The U.K.-based mobile application developer ROK Group last week announced the launch of ROK Viper, its new mobile-to-mobile VoIP service, calling it the world’s first “no strings attached” free mobile VoIP application. The free software uses Bluetooth to link your mobile phone to your computer, then transmits the call using your computer’s broadband connection.
“We all love our mobile phones and the freedom they bring to us, but we hate the high calling charges,” says company chairman Jonathan Kendrick. “So we set out to develop our really easy-to-use mobile VoIP solution, as we know there will be universal appeal for such a thing—particularly if we gave it away for free and it enabled callers to make free calls on their mobiles.”

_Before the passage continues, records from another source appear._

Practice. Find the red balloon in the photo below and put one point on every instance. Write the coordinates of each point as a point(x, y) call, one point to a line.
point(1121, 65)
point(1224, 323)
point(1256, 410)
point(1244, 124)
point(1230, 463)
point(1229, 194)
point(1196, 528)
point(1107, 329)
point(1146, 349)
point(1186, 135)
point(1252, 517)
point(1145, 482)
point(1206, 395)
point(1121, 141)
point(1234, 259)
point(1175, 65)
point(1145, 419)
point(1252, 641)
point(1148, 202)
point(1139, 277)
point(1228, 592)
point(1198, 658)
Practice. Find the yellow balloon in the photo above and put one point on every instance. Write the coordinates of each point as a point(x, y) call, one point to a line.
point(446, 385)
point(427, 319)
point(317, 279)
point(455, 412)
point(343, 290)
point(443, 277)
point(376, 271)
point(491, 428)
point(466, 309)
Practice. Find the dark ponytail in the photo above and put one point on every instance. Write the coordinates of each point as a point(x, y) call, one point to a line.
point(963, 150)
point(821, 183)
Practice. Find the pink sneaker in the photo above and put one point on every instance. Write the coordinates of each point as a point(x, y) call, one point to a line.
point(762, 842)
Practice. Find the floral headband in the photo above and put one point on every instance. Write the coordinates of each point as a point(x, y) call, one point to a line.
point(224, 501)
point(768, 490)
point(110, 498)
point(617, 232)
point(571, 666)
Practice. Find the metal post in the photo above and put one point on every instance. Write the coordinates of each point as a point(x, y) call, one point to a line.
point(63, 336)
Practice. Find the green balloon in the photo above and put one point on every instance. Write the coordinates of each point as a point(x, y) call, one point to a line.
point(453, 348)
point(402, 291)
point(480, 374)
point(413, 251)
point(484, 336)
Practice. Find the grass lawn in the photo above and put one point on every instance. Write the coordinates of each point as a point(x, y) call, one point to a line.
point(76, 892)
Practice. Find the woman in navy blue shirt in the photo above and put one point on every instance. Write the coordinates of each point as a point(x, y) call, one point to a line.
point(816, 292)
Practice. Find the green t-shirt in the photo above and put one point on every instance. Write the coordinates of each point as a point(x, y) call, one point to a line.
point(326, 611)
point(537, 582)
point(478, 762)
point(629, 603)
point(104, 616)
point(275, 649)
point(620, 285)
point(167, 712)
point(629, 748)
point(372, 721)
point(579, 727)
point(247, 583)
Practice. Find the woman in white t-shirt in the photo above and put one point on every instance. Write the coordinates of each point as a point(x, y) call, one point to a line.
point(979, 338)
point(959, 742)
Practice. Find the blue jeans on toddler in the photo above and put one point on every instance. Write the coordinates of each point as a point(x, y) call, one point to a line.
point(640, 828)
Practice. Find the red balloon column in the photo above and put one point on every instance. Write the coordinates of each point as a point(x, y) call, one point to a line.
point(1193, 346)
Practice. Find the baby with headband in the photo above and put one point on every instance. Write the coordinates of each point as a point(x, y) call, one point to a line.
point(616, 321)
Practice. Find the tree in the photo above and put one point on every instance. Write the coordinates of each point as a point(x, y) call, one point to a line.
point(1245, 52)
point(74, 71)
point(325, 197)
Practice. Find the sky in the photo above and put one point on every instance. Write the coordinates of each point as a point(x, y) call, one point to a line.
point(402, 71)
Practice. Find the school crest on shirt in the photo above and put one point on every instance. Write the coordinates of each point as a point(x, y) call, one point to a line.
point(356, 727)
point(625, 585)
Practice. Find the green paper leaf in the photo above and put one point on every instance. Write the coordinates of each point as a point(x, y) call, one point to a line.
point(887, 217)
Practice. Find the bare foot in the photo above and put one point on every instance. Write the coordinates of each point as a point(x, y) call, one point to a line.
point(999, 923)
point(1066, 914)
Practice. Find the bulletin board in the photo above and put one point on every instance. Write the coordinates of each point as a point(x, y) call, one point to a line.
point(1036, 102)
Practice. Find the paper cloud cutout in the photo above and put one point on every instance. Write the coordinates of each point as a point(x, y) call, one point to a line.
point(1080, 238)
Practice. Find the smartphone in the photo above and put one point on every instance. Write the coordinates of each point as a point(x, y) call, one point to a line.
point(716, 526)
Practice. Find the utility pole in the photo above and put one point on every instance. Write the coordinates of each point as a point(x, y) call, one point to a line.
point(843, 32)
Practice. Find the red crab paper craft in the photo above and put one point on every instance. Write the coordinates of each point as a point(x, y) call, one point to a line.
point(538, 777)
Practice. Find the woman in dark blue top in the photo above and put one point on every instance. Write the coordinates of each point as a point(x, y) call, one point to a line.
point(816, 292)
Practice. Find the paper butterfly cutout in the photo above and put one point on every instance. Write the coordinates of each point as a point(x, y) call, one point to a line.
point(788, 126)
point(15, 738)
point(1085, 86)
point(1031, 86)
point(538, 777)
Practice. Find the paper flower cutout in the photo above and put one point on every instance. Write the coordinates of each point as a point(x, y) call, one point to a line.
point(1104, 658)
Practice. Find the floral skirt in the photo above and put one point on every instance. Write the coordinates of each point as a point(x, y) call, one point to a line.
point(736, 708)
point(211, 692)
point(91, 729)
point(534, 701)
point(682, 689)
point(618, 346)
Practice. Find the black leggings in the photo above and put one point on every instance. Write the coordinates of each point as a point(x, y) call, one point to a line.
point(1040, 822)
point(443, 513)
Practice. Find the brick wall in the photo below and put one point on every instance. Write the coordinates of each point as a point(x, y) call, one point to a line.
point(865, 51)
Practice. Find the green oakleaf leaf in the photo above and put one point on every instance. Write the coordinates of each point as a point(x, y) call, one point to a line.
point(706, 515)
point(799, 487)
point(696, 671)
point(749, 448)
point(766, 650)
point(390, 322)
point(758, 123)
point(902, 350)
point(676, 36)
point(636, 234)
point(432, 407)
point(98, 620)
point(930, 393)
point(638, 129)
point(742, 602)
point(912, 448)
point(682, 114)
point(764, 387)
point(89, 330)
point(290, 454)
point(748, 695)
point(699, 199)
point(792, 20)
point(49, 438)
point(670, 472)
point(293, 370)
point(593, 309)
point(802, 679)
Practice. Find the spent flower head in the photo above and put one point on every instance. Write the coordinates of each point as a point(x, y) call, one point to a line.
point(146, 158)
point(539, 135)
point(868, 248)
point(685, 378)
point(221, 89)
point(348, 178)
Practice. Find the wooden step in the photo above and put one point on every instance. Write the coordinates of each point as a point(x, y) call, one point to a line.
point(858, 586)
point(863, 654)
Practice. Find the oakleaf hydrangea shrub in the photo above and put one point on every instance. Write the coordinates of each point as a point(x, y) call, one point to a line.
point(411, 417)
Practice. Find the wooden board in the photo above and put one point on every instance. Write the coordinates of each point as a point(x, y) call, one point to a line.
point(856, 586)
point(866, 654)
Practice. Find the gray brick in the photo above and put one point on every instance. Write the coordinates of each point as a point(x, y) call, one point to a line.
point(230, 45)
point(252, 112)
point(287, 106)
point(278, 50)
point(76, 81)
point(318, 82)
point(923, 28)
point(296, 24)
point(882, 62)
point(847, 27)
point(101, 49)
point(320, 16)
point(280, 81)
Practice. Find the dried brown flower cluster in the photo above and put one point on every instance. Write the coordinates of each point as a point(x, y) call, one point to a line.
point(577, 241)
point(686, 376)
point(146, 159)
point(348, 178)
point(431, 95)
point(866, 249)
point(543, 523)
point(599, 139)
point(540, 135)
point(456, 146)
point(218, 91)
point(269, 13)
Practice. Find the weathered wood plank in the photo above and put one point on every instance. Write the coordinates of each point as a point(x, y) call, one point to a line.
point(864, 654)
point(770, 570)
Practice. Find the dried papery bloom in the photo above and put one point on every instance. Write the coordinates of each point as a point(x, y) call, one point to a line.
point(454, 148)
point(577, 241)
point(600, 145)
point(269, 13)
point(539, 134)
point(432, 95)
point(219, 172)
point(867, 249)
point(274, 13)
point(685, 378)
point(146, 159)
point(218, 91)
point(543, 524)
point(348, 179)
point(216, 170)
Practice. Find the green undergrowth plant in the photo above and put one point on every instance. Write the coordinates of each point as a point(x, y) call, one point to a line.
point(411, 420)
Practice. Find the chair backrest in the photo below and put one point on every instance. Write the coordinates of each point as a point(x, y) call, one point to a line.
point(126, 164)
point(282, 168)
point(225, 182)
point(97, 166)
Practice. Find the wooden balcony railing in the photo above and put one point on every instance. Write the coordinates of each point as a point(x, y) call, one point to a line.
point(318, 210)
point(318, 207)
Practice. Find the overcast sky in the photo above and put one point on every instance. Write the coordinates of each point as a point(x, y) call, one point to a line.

Company spokesman Doug Dyer says Viper builds on ROK’s range of mobile video solutions, including ROK TV and ROK Player—all of which, he says, are far more established in the U.K. than in the U.S. “In the U.S., so far, ROK has been operating sort of under the radar,” he says. “It’s mostly been a U.K. play, and we’ve been doing a lot of things in China.”
ROK Viper, Dyer says, expands the “ROK ecosystem” to create a complete offering. “It broadens it to not only allow for data and video, but now we have a voice play as well,” he says. “It’s almost like we can walk into a place and offer a V-MVNO—a virtual MVNO—to somebody who doesn’t want to go out and buy the airtime.”
Viper currently works only with a few Bluetooth-enabled Nokia handsets, though Dyer says the company plans to add compatibility with more than 100 different handsets within the next three months, including Windows, Palm, and J2ME devices—and he says interoperability with other VoIP clients is planned within the next few months as well.
Key to the solution is the ability to view presence on your mobile phone—from your handset, you can tell who’s online and available to receive a call. For businesspeople, college students, and others who are accustomed to using their mobile phones anyway, Dyer says, being able to access that kind of information directly on the phone can be very attractive.
And while the solution is currently limited to Bluetooth, Dyer says Wi-Fi support is also coming soon—as well as the ability to use the mobile phone’s native data plan. In fact, Dyer says the current release is really, more than anything, a test by the company to see what kind of response Viper gets in the marketplace. “We’re really looking at the next iterations of this thing to make it a lot more interesting,” he says.
The promise of running Viper over your mobile data plan, Dyer says, has actually been received well by operators. “It’s one of those things that MNOs [mobile network operators] are going to have to embrace, or they’re going to fall behind,” he says. “I think it’s something that will ultimately become part of their offering; it’s all part of the whole shift toward making data revenues the core of their business, rather than voice minutes.”
With so many changes to the solution planned over the new few months, Dyer says the real push for the release of Viper in the U.S. won’t come until the first quarter of next year.